Activist Tahil Sharma frames interfaith advocacy within the common need for justice, which I think helpfully contextualizes and particularizes the core BJC activity under which this AAPI series squarely falls — such that education serves preventative justice, at least in part. (BJC’s core activities include education, legislation, and litigation — all of which, we recognize, are concerned with justice.) The fact is, justice requires accountability. We will never achieve social accountability without acknowledging our human needs as shared amongst us in ways deeper than we may realize and that cannot be reduced to moral creeds and juridical screeds. Non-faith and faith have commonality in the human experience. We live out our spirituality / faith / religion / beliefs / convictions as part of something bigger than ourselves, a reality from which we derive and share our life. The acknowledgement of such shared needs requires a humility that both asks sincere questions and receives unexpected answers.
Faith. Freedom. For all. As it should be — facts! — not in some thin, reductionist, tokenistic, sloganistic way. But if the constellation of meanings that reveals itself in the phrase “religious liberty” is available to some but not others, how then should we live?

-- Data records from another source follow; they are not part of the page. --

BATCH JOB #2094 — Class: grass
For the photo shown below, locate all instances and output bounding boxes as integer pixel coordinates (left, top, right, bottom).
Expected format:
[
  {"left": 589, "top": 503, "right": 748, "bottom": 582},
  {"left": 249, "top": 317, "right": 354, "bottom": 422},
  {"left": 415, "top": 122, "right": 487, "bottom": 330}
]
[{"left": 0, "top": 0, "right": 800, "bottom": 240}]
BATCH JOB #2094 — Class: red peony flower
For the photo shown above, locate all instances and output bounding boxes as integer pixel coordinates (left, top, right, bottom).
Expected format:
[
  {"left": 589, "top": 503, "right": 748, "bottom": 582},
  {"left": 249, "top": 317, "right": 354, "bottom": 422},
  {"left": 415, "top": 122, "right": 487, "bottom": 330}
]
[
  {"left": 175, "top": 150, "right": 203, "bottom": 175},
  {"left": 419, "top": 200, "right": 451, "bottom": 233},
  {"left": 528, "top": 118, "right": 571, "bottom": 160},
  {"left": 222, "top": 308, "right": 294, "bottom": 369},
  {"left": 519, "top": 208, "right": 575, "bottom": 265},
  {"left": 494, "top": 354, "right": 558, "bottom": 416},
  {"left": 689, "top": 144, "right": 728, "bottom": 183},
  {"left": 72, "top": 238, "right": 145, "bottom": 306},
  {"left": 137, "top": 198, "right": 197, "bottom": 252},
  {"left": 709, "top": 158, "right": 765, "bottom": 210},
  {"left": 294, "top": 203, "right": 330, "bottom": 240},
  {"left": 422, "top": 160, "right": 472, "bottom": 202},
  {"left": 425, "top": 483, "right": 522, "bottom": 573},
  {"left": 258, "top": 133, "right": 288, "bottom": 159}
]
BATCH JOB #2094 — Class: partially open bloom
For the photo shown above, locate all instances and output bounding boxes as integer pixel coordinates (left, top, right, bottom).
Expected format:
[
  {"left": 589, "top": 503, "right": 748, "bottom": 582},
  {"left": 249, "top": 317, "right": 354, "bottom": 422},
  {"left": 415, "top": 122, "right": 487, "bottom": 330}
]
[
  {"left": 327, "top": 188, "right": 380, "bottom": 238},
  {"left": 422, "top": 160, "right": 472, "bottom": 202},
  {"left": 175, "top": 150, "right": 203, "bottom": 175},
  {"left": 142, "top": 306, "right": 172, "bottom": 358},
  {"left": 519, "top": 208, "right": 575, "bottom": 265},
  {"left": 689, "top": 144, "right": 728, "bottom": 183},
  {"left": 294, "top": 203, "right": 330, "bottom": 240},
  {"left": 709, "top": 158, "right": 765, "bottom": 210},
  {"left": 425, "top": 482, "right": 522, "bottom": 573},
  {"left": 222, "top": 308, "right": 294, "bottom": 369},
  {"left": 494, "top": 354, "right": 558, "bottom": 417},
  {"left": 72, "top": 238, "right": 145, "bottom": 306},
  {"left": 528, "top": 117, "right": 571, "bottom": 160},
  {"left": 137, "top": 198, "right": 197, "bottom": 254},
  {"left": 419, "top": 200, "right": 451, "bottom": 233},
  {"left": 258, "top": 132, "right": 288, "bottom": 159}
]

If the phrase “faith freedom” comes closer to shared interpretation but not common experience in actual fact, then what learning/unlearning do we need to take on next? Where is there sediment to clear? What privileges must be decentered? And which parts of our human family tree have received more attention, care, and cultivation, at the languishing of others? These are just some of the many questions emerging from plural Asian American experiences.
Facts. But just the facts?
Make just, these facts. And be free.
The Rev. Christopher M. The, a member of the 2016 BJC Fellows class, currently serves as the Director of Commission Information Services for the Association of Theological Schools (ATS).